The direct flow of these chemicals to the brain can cause drastic consequences on the user because it directly interferes with neurotransmitters.

It can cause a user to crave a harmful substance or lose control of his impulses. He begins to crave the reward of the substance because of the brain’s reward system that would have been stimulated extremely. 

Several factors determine the brain’s response to addiction. Some of which are:

  • The type of substance used
  • The amount of substance 
  • The frequency of use of a substance
  • The stage of addiction

The brain is the control system of every individual as it is what determines how a person would respond or react to circumstances. It has an impact on physical sensations, habits, compulsions, emotions, and cravings. Addictions develop due to the reward system of the brain which causes persons to ‘feel good’ each time they use a substance.
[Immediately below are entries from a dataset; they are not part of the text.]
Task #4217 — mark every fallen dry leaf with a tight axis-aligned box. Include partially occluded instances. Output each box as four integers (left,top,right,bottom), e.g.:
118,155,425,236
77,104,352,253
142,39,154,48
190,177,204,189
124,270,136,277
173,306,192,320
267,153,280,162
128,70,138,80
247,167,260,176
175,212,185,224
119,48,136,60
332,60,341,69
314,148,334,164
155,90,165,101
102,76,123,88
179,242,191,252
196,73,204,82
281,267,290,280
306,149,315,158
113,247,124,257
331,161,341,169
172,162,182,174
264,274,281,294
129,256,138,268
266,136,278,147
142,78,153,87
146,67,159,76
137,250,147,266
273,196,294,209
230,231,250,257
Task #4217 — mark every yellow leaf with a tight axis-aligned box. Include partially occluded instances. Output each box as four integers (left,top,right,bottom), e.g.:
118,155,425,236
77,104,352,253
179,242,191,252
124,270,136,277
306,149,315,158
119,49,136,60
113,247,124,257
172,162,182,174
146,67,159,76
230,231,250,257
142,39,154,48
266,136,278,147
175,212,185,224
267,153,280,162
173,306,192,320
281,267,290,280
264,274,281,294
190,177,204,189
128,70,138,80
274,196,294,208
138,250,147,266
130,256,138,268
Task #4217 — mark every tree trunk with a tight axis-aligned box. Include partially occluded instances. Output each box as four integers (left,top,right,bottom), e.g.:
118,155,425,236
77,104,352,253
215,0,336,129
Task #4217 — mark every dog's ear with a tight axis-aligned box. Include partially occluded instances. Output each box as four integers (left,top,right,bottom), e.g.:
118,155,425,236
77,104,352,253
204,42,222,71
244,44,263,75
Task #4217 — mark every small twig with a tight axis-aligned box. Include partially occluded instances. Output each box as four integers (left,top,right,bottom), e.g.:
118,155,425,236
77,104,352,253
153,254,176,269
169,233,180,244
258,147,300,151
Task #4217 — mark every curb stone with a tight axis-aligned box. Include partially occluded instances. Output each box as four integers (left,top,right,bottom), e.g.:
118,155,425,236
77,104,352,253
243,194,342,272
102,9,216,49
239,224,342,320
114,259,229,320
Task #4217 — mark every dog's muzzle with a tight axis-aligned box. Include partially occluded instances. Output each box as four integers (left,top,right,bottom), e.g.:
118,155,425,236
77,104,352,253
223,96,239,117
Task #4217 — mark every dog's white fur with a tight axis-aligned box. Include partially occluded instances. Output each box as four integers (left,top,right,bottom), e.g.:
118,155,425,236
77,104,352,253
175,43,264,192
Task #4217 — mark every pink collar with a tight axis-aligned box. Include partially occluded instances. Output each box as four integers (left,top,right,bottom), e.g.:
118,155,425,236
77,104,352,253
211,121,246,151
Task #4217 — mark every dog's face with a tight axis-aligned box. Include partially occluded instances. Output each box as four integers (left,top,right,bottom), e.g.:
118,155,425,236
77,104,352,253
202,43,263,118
This feeling continues by continuous use and gets to a point where the person will not feel normal if he has not used any substance within a period.

He becomes depressed and filled with a desperation that he can go to any extent even when it includes harming loved ones to get the substance. Due to the rewiring of the brain by substance addiction, a sudden stop in the use of substances will have dangerous effects. 

The dangerous effects are known as withdrawal symptoms which vary per the type of drug used.

The symptoms occur because of the high volume of chemicals that have flooded the brain and made it adapt to the mental effects of the substance. Hence, it is required that professional treatment be available to help cope with the symptoms.